About this calculator
The area under the parabola f(x) = ax² + bx + c from x₁ to x₂ is found by evaluating the definite integral ∫[x₁ to x₂] (ax² + bx + c) dx. Using the power rule, the antiderivative is F(x) = (a/3)x³ + (b/2)x² + c·x. The area is then A = |F(x₂) − F(x₁)|, i.e. A = |(a/3·x₂³ + b/2·x₂² + c·x₂) − (a/3·x₁³ + b/2·x₁² + c·x₁)|. The absolute value ensures a positive area even when the parabola dips below the x-axis. This technique is the foundation of integral calculus and applies to any quadratic, including upward-opening (a > 0), downward-opening (a < 0), and linear (a = 0) functions.
How to use
Find the area under f(x) = 2x² − 3x + 1 from x = 1 to x = 4. Enter a = 2, b = −3, c = 1, x₁ = 1, x₂ = 4. Compute F(x) = (2/3)x³ − (3/2)x² + x. F(4) = (2/3)·64 − (3/2)·16 + 4 = 42.667 − 24 + 4 = 22.667. F(1) = (2/3) − 1.5 + 1 = 0.167. Area = |22.667 − 0.167| = 22.5 square units. The calculator performs all three evaluations automatically and returns the result instantly.
Frequently asked questions
Why does the area under curve calculator use absolute value?
A definite integral can return a negative value when the function lies below the x-axis over part or all of the integration interval. In that case, the signed area is negative, but the geometric area (the actual enclosed region) is always positive. Taking the absolute value of F(x₂) − F(x₁) gives the total geometric area between the curve and the x-axis. If your function crosses the x-axis within [x₁, x₂], note that this calculator treats the whole region as one piece — for signed or split-interval areas, you would need to integrate each sub-interval separately.

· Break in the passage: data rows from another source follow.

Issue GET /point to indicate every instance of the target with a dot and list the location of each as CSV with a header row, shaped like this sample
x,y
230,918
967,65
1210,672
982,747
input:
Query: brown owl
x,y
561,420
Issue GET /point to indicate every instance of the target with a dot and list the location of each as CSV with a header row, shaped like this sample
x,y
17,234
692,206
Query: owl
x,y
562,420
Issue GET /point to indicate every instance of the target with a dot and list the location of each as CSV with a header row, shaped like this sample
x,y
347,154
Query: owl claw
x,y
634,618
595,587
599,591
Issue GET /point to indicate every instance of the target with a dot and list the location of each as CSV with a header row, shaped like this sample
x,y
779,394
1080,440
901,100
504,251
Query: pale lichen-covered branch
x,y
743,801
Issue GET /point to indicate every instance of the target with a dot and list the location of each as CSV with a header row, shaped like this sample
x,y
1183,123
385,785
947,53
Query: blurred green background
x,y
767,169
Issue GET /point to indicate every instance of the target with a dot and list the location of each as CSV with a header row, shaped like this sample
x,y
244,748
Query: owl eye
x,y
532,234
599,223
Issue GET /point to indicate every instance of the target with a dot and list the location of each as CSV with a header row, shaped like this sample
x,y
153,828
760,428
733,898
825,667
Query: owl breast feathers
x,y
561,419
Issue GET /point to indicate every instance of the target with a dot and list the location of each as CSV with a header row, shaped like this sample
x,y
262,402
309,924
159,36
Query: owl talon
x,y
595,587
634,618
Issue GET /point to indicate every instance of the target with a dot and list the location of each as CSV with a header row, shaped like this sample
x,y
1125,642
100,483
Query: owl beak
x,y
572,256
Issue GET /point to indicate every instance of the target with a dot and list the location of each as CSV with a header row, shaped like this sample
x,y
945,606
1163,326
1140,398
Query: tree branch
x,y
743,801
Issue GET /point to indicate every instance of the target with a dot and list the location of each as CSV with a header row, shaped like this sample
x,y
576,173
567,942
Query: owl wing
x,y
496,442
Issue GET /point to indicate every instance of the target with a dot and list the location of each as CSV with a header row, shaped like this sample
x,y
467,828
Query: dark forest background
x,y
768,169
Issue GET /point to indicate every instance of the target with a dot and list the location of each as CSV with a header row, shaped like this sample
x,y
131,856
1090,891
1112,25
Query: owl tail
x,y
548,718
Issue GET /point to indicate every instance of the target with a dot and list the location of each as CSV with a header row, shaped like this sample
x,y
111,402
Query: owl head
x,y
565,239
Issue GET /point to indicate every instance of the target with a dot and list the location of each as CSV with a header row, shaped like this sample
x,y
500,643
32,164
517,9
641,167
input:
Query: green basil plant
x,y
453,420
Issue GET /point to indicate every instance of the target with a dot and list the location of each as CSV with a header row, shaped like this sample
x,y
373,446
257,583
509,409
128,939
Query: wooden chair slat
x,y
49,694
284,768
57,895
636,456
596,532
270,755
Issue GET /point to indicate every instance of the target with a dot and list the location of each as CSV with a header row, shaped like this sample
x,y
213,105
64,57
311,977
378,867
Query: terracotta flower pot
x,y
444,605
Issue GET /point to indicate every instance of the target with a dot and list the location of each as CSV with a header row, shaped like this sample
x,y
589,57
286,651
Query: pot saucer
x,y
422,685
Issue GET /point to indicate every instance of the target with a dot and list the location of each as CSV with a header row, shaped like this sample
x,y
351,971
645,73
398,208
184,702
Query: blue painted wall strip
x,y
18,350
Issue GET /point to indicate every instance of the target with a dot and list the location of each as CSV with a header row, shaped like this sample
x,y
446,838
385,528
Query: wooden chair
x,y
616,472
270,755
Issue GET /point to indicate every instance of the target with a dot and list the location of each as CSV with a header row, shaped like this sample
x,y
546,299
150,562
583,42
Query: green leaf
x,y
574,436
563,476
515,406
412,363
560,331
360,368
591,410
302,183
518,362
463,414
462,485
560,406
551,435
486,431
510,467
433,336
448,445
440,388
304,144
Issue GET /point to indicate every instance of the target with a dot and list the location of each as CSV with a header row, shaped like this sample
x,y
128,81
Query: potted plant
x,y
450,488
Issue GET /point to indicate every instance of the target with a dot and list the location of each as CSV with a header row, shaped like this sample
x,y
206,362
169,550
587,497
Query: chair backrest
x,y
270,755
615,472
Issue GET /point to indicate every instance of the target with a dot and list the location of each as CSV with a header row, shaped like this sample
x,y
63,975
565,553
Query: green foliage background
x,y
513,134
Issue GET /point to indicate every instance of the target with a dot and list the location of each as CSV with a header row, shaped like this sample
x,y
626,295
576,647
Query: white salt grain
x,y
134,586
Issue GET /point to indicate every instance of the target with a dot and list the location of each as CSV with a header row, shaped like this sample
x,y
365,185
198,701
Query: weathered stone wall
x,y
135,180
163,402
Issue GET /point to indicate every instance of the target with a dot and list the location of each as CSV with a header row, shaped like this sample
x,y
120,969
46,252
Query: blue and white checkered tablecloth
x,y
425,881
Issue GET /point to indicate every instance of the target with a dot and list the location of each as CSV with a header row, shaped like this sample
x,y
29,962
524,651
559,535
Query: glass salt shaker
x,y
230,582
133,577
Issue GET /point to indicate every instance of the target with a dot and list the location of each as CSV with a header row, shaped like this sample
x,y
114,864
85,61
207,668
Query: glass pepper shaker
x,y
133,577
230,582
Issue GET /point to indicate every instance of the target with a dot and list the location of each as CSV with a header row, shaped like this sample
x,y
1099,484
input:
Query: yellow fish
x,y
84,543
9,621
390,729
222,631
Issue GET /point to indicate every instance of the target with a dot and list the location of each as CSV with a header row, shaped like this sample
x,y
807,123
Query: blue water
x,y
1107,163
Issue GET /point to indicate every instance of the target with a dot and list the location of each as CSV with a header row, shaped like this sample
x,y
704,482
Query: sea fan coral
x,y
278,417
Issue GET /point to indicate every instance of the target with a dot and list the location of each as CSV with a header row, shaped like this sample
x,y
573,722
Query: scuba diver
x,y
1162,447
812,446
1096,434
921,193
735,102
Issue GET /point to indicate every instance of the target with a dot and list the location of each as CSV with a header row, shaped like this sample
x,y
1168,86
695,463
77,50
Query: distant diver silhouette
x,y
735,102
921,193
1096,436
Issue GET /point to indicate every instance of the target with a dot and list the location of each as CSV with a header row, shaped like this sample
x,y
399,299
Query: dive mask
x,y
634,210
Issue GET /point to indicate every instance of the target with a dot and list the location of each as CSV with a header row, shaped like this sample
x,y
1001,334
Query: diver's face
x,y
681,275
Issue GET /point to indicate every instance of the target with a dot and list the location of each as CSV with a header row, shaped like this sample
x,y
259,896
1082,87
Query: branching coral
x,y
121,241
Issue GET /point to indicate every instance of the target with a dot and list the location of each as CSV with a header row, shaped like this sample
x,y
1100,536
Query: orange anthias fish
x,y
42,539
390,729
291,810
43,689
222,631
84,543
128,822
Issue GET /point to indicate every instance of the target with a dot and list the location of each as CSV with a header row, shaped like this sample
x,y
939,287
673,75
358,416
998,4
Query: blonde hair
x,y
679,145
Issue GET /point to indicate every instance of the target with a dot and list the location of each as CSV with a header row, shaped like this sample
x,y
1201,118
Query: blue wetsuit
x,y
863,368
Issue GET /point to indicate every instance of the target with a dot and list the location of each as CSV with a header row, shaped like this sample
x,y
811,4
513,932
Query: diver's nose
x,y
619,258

What types of functions can this area under curve calculator handle?
This calculator is designed for quadratic (parabolic) functions of the form f(x) = ax² + bx + c. Setting a = 0 reduces it to a linear function, and setting both a = 0 and b = 0 makes it a constant function — both are handled correctly. It does not support trigonometric, exponential, or rational functions. For those, a general numerical integration tool would be more appropriate.
How does integration calculate the area under a curve mathematically?
Integration sums infinitely many infinitesimally thin rectangular strips under the curve, each of width dx and height f(x). As the strip width approaches zero, this sum converges to the exact area. For polynomials, the power rule provides an exact antiderivative: ∫xⁿ dx = xⁿ⁺¹/(n+1) + C. The Fundamental Theorem of Calculus then states that the definite integral equals F(b) − F(a), where F is the antiderivative evaluated at the two limits. This eliminates the need for any approximation when the function is a polynomial.